The SLA (Service Level Agreement) Report helps you to monitor the success of server backups over time. SLA compares the number of servers that have recent successful backups to the total number of servers.
SLA indicates the percentage of servers that met or missed SLA. The formula used to calculate SLA is: Number of Servers that Met SLA / Total Number of Servers.
A server meets SLA when all of its subclients and databases are protected by at least one successful full, incremental, differential, or log backup job in a given time range, such as 1, 3, 5, 7, 14, 21 or 30 days. Synthetic full backup jobs are not included in the SLA calculation.
Laptop client computers that are online but are not running backup jobs because there is no new data to back up are still counted as Met SLA.
A server misses SLA when there are no successful backup jobs run in a given time range. Additional conditions for missed SLA include:
A backup job on a database agent is considered unsuccessful when it is failed, killed, or completed with errors.
A backup job on a file system agent is considered unsuccessful when it is failed or killed.
Snap backup jobs are considered successful only after the backup copy job has completed.
Subclients that have no jobs scheduled or have scheduled jobs that do not run also count as missed SLA.
Database command line subclients with failed backup jobs or no backup jobs.
The SLA calculation excludes:
Servers and subclients that are deconfigured or have backup activity disabled.
New servers created within the SLA period.
Synthetic Full backup jobs.
All servers in a Client Group, individual servers, and subclients that have the Exclude from SLA and Strike Counts option enabled.

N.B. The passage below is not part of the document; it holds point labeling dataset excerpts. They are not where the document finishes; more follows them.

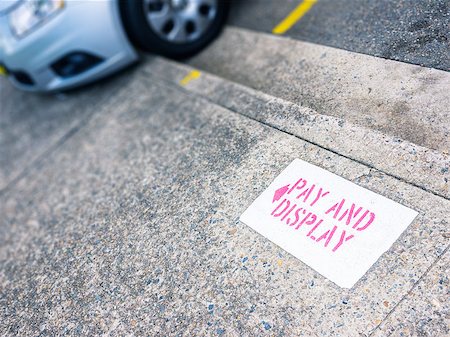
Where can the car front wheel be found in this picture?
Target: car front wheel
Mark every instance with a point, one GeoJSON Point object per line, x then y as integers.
{"type": "Point", "coordinates": [174, 28]}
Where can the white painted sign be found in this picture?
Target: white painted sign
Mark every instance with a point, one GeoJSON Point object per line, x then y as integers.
{"type": "Point", "coordinates": [333, 225]}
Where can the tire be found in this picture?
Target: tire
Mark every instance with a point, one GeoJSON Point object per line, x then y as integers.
{"type": "Point", "coordinates": [184, 32]}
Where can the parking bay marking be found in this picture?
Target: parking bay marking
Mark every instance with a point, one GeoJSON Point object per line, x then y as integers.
{"type": "Point", "coordinates": [333, 225]}
{"type": "Point", "coordinates": [293, 17]}
{"type": "Point", "coordinates": [191, 76]}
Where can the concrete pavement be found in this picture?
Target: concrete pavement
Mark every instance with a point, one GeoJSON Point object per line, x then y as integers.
{"type": "Point", "coordinates": [405, 30]}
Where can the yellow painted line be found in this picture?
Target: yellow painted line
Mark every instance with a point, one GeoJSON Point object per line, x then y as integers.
{"type": "Point", "coordinates": [293, 17]}
{"type": "Point", "coordinates": [191, 76]}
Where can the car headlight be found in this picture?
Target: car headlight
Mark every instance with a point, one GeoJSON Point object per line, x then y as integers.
{"type": "Point", "coordinates": [32, 13]}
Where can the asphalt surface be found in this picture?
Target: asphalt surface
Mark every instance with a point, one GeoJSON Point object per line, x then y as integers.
{"type": "Point", "coordinates": [410, 31]}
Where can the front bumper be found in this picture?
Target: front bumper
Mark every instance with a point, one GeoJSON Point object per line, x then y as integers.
{"type": "Point", "coordinates": [90, 27]}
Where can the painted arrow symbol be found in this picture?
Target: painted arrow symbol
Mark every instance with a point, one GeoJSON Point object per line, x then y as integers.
{"type": "Point", "coordinates": [279, 193]}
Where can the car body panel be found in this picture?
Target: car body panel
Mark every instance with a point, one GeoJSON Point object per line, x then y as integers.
{"type": "Point", "coordinates": [89, 26]}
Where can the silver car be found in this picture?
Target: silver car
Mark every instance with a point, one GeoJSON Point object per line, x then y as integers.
{"type": "Point", "coordinates": [51, 45]}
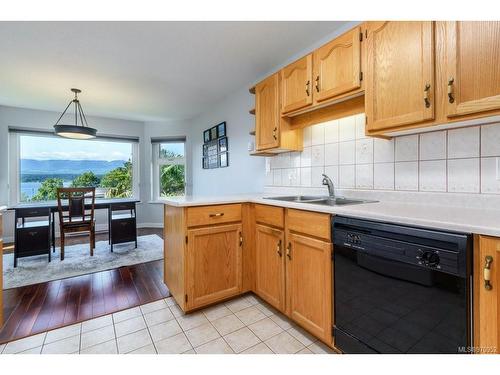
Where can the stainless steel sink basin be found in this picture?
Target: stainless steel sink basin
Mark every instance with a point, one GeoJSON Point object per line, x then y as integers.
{"type": "Point", "coordinates": [322, 200]}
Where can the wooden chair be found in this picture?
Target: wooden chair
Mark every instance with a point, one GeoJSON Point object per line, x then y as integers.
{"type": "Point", "coordinates": [77, 214]}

Virtual machines that were removed from a vCenter, or VMs have not sent details to the Vcenter in the last 30 days.
Virtual machines that have the Exclude from SLA and Strike Counts option enabled.
Laptops that are offline during the entire time range.
Pseudo CommServe Clients
Edge Drive Pseudo Clients
Reference Copy Clients
Content Index Servers
Database command line subclients:
If no instances are defined in the database agent and the default instance is a dummy.

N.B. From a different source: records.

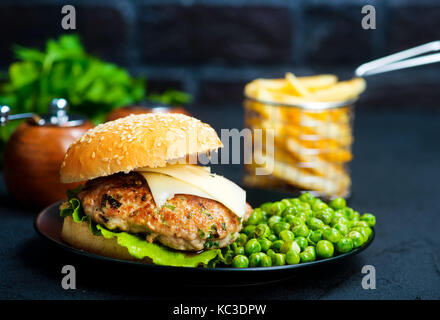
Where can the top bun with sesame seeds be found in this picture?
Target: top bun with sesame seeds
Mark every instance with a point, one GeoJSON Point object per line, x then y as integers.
{"type": "Point", "coordinates": [145, 140]}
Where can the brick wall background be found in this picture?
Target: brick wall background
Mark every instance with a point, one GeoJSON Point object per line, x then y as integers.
{"type": "Point", "coordinates": [211, 48]}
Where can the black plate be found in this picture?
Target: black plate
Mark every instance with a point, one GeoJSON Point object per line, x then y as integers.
{"type": "Point", "coordinates": [48, 224]}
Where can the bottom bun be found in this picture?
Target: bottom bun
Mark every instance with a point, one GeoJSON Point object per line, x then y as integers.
{"type": "Point", "coordinates": [79, 235]}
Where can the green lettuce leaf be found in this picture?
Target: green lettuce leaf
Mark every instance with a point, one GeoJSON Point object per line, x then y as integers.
{"type": "Point", "coordinates": [140, 248]}
{"type": "Point", "coordinates": [137, 246]}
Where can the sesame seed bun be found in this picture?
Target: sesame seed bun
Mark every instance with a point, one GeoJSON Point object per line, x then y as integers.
{"type": "Point", "coordinates": [145, 140]}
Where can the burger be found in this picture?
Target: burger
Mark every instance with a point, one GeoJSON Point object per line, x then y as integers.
{"type": "Point", "coordinates": [142, 198]}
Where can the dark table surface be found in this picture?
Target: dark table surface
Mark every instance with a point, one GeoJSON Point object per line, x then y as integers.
{"type": "Point", "coordinates": [396, 174]}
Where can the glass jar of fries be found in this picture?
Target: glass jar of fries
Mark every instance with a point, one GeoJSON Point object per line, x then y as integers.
{"type": "Point", "coordinates": [302, 133]}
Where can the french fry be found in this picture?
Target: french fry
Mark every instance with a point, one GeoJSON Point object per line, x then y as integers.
{"type": "Point", "coordinates": [318, 82]}
{"type": "Point", "coordinates": [311, 145]}
{"type": "Point", "coordinates": [341, 91]}
{"type": "Point", "coordinates": [296, 85]}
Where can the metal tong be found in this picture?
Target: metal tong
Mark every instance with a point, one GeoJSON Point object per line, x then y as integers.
{"type": "Point", "coordinates": [401, 60]}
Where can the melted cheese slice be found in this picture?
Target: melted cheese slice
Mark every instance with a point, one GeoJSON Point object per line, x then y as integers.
{"type": "Point", "coordinates": [189, 179]}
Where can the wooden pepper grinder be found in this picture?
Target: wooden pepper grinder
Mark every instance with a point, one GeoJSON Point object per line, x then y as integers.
{"type": "Point", "coordinates": [35, 151]}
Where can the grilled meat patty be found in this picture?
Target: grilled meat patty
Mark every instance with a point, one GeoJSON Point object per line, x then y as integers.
{"type": "Point", "coordinates": [186, 222]}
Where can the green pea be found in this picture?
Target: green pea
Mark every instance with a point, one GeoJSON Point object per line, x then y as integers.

If there were no backups, but there was at least one successful backup in a database agent GUI subclient.
For CommServe LiveSync, you must manually exclude the standby CommServe server from SLA, and then enable the CommServe Livesync alerts to notify you when backup operations fail. For instructions about disabling SLA for a server, see Excluding a Server from SLA. For instructions about configuring the CommServe LiveSync alert, see Setting Up Alerts.

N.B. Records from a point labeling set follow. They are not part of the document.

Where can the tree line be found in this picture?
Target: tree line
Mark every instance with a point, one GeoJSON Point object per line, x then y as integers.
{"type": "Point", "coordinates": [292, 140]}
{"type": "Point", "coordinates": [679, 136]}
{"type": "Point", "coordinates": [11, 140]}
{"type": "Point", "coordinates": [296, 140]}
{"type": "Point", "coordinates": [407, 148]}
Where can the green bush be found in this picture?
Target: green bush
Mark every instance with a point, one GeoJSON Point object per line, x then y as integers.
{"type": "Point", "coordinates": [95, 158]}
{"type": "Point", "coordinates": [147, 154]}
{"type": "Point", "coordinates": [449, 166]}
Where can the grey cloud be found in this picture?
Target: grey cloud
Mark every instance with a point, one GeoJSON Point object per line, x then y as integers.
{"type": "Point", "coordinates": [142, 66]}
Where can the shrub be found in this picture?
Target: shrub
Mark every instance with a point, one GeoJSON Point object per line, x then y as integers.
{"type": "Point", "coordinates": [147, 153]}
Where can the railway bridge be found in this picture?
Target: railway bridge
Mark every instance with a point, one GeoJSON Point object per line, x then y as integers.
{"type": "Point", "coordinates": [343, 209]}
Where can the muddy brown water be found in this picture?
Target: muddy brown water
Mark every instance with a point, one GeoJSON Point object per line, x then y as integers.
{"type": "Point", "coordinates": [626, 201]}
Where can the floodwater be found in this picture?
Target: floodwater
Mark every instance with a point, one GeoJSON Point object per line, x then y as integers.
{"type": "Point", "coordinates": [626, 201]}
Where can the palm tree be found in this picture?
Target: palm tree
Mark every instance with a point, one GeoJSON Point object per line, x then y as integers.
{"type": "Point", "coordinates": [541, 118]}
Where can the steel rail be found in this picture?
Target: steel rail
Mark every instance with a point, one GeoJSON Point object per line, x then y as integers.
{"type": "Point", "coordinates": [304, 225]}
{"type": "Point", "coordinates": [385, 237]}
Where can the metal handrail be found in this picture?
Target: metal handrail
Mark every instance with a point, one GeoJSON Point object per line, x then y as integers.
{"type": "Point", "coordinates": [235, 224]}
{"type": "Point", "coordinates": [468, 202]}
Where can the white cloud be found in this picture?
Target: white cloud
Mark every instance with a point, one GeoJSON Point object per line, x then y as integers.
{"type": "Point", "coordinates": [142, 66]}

Note: For tips on improving the SLA percentage, see How to Improve SLA.
Where to Access the Report
This report is available by default with Commvault software and you can view it on the Command Center, the Web Console or the Cloud Services Portal. The Cloud Services Portal is always installed with the latest Commvault feature release. If your Private Metrics Reporting Server or CommServe computer is installed with an earlier version of the Commvault software, reports on your local CommServe computer might look different or calculate items differently than the reports on the Cloud Services Portal.